NJ Teens Compete in FIRST Robotics Competition


photo_from_FIRST2

NJTechWeekly.com had the opportunity to visit with N.J. teens participating in the FIRST Robotics Competition at the Javitz Center (New York) this past weekend. This year, Ewing, Montvale and Somerville teams competed in the FIRST Robotics Challenge, while teams from Englewood and Bridgewater participated in FIRST Tech Challenge. Several N.J. life sciences and technology companies, among others, sponsored these young people. In total, 66 teams competed.

Two levels of competition took place. In one, called Rebound Rumble, robotic basketball players and defenders played a complicated robotic version of the game, creating their own March Madness, and in another, named Bowled Over!, robots placed racquetballs in crates and then stacked the crates. There was a Lego League team competition for younger children.

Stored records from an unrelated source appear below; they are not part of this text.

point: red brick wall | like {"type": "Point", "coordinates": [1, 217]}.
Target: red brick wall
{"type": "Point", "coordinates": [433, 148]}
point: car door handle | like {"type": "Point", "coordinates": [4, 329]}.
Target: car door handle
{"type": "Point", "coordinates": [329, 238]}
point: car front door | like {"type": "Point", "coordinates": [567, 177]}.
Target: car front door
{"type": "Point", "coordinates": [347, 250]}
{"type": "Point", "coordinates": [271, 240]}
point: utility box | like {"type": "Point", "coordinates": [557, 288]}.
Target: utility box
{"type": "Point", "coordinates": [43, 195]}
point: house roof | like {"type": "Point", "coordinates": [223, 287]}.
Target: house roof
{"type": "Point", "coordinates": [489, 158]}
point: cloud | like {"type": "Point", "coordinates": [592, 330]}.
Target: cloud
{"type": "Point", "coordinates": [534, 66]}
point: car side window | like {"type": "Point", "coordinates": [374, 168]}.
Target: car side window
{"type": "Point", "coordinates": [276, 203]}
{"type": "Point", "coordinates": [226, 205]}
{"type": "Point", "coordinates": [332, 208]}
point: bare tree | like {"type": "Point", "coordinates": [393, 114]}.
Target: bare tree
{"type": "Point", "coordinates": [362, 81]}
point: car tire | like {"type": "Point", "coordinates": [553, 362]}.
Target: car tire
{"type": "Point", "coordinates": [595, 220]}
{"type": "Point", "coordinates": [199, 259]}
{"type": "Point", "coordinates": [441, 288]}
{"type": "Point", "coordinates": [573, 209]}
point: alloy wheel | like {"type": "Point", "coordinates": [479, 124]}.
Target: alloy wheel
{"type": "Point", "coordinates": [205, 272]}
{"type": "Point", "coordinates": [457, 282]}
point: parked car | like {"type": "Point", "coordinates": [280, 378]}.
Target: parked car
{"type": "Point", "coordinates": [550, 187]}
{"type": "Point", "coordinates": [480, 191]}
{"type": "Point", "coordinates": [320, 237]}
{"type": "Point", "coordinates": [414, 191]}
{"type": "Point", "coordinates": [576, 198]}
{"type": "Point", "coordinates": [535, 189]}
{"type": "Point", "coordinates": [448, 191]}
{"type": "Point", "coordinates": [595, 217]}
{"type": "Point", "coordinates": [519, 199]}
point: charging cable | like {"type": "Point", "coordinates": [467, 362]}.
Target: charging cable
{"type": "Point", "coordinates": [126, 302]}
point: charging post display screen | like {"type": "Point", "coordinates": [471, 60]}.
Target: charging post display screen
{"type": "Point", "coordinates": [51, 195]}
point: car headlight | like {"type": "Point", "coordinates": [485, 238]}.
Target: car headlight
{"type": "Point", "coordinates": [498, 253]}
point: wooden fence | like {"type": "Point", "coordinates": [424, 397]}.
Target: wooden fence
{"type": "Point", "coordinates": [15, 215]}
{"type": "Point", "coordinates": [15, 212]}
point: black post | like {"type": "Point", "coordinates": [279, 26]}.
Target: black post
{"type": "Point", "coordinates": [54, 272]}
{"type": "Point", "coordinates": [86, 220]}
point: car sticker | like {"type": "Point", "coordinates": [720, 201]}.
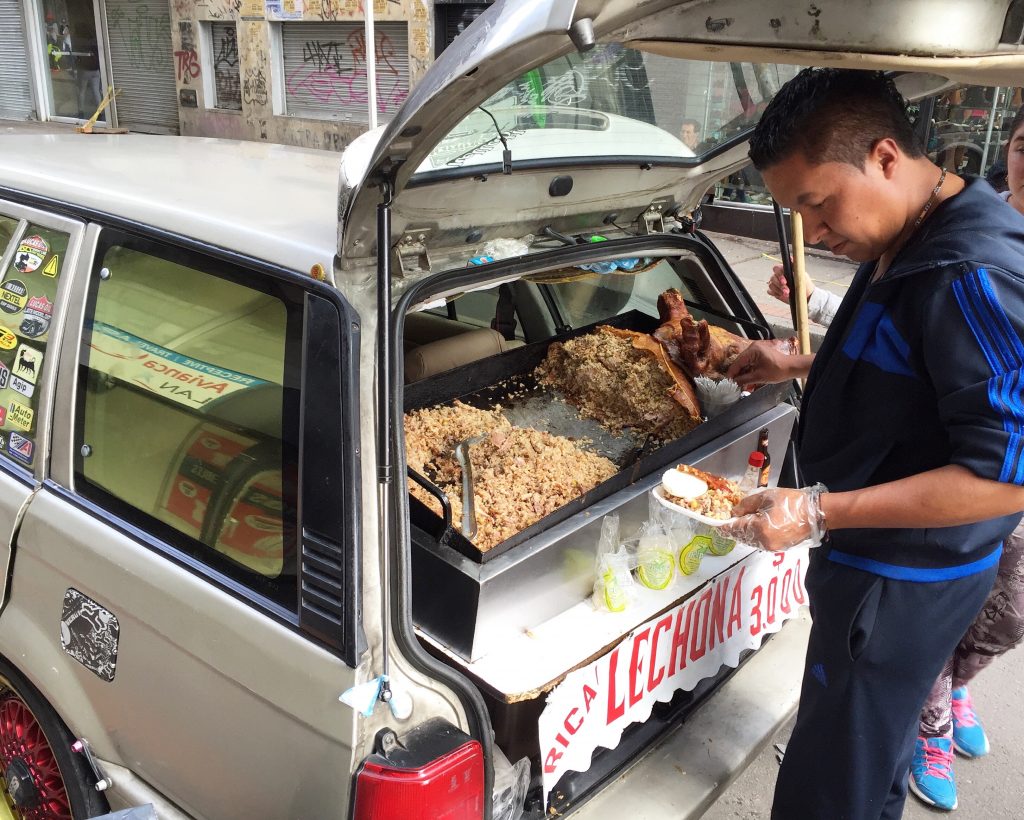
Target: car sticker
{"type": "Point", "coordinates": [28, 363]}
{"type": "Point", "coordinates": [31, 254]}
{"type": "Point", "coordinates": [20, 416]}
{"type": "Point", "coordinates": [20, 447]}
{"type": "Point", "coordinates": [89, 633]}
{"type": "Point", "coordinates": [37, 315]}
{"type": "Point", "coordinates": [22, 386]}
{"type": "Point", "coordinates": [13, 295]}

The FIRST Challenge– which stands for For Inspiration and Recognition of Science and Technology and is mostly volunteer-run– nurtures the entrepreneurial instincts of teens interested in engineering, project development, math and science. Data Inc. (Montvale) head of marketing George Nikanorov, whose company is one of the competition’s sponsors, points out these teams are essentially startups. “When the teams build a robot for the FIRST Robotics Competition, not only do they go through the cycle of developing the robot, they plan and start a quasi business. They need to market their robot, raise funds and plan their business strategy, ultimately contributing to … building their robot and entering the competition.”

Organizations throughout the state get involved in these competitions because it is an excellent way to promote Science, Technology, Engineering, and Mathematics (STEM) education—which prepares young people to go on to college—throughout N.J. Coordinated with the competition was a college fair, drawing some of the biggest names in universities known for their engineering programs.

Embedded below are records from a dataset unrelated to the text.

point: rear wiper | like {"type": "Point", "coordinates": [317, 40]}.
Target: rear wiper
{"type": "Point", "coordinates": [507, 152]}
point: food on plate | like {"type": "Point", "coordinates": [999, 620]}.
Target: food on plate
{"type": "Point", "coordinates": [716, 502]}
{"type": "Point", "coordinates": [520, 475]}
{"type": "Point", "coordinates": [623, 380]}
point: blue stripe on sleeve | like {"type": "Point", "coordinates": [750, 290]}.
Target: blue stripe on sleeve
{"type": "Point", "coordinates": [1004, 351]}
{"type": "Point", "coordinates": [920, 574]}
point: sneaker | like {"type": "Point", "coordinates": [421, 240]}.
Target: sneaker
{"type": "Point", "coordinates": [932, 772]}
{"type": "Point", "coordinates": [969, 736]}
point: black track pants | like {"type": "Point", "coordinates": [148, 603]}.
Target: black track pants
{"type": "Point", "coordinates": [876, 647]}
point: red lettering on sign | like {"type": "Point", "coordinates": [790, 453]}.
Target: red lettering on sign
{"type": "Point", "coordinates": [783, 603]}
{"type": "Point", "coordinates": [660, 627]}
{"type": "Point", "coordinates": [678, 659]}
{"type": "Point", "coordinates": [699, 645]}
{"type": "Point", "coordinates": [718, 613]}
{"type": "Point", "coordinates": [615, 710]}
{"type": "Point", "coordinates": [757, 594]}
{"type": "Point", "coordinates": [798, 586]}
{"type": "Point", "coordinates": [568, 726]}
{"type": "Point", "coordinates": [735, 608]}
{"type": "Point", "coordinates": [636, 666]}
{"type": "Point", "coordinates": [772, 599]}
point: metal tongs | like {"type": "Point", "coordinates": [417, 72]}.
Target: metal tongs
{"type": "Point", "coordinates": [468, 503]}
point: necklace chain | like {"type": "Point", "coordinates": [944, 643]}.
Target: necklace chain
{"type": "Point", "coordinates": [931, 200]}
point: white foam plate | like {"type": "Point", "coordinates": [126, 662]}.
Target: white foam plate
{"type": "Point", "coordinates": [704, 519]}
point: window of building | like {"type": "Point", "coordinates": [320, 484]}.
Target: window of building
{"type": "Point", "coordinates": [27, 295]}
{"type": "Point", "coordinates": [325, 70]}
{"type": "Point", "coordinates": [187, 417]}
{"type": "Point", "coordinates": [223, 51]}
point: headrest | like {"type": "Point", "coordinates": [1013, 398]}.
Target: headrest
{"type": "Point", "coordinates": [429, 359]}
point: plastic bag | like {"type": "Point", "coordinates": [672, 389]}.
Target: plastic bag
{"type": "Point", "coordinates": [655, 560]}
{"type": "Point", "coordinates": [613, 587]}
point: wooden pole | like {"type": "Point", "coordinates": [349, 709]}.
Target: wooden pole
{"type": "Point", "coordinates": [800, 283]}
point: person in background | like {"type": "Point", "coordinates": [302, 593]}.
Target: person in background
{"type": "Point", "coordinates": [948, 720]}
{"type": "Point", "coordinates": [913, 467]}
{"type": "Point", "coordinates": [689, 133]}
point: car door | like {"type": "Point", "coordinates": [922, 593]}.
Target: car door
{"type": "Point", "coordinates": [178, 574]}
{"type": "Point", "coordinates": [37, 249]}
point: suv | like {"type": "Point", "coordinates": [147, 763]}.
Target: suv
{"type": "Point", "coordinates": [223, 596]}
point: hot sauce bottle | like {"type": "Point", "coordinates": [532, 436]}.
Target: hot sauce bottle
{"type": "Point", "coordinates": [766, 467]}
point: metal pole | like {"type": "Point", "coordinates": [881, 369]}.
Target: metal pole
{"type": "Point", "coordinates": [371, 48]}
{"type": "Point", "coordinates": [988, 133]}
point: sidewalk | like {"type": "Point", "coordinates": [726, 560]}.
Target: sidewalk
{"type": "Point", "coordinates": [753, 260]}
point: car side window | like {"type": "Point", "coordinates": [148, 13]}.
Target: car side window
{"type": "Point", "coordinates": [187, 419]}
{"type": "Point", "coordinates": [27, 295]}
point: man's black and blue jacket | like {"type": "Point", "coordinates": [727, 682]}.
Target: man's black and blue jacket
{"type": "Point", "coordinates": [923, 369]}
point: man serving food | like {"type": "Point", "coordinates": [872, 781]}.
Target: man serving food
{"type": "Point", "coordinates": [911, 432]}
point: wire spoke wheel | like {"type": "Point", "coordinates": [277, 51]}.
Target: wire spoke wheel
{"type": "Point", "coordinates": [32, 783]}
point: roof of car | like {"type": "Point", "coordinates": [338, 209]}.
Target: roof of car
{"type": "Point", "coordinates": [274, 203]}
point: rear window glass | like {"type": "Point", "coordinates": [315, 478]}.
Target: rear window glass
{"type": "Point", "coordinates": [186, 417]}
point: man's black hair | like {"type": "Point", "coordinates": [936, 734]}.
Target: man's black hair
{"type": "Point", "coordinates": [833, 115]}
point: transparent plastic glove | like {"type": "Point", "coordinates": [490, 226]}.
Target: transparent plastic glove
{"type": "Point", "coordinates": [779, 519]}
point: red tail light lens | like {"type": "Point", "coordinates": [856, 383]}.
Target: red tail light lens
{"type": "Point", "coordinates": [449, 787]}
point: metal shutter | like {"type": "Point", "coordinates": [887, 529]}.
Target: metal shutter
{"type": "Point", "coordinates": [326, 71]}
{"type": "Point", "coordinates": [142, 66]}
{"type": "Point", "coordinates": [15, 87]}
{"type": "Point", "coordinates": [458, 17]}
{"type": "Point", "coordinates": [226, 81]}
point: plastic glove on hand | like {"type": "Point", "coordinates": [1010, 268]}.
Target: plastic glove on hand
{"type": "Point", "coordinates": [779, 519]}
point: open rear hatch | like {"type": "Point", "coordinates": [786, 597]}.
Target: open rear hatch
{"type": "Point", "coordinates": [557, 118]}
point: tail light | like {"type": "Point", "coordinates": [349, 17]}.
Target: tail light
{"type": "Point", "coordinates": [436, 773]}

NJTechWeekly.com spoke with Montclair State University assistant director of undergraduate admissions Jimmy Luciano, who attended the college fair. He noted that while Montclair State doesn’t have an engineering program, it is interested in good student prospects who might major in science and math. Signaling its increased interest in the tech sector, Montclair State will host the TechLaunch accelerator, expected to start up later this year. NJIT and Stevens were also scheduled to recruit hot prospects at the competition, although representatives weren’t there when we were.

We spoke to a number of enthusiastic young people, several of whom were heading off to college to study engineering, physics or mathematics. For several, building robots ran in the family, with their dads acting as team coaches. Many of the coaches we met were in engineering-related professions. One coach from Immaculata High School (Somerville) said the game changes each year. Teams are given the assignment in January and then work day and night to create the robot that will compete. “The kids put in long hours,” the coach added.

[NJTechWeekly.com first reported that there were no winners from N.J. but we were mistaken. We are delighted to present a corrected list of winners here:]  FIRST Robotics Competition winners:

Entrepreneurship Award sponsored by Kleiner Perkins Caufield and Byers, Team 1676, Dassault Falcon Jet / ShopRite Inserra Supermarkets / jcpenney / BAE Systems / Dimensional Communications / Eisai Inc. / Medco Health Solutions / BMW Group /  A&G; Research & Pascack Valley Regional High School District (Montvale)

Gracious Professionalism Award sponsored by Johnson & Johnson,Team 2016, and the Industrial Safety Award sponsored by Underwriters Laboratories, Johnson & Johnson Consumer and Personal Products Worldwide & Ewing High School and Marie Katzenbach School for the Deaf (Ewing)

Quality Award sponsored by Motorola,Team 1279, Splunk/Bound Brook Moose Lodge#988/RemodelMe/Day Tool & Mfg., Inc. & Immaculata High School (Somerville)

FIRST Tech Challenge winners:
Inspire Award, Team 3415, Livingston Lancers, NJ
Connect Award, Team 3567, Fear the Gear, NJ
Judges Award, Team 207, Critical Mass, NJ
New York Winner, Team 2753, Team Overdrive from New Jersey

There were other rewards for those who participated. Several young people told us they now know how to “think about” making parts or how to approach learning to use new tools. Many were simply delighted to be able to work with new, cutting-edge equipment. Participants were eligible to apply for scholarships from colleges and companies supporting the event. This year, participating colleges offered about $14 million in scholarship money.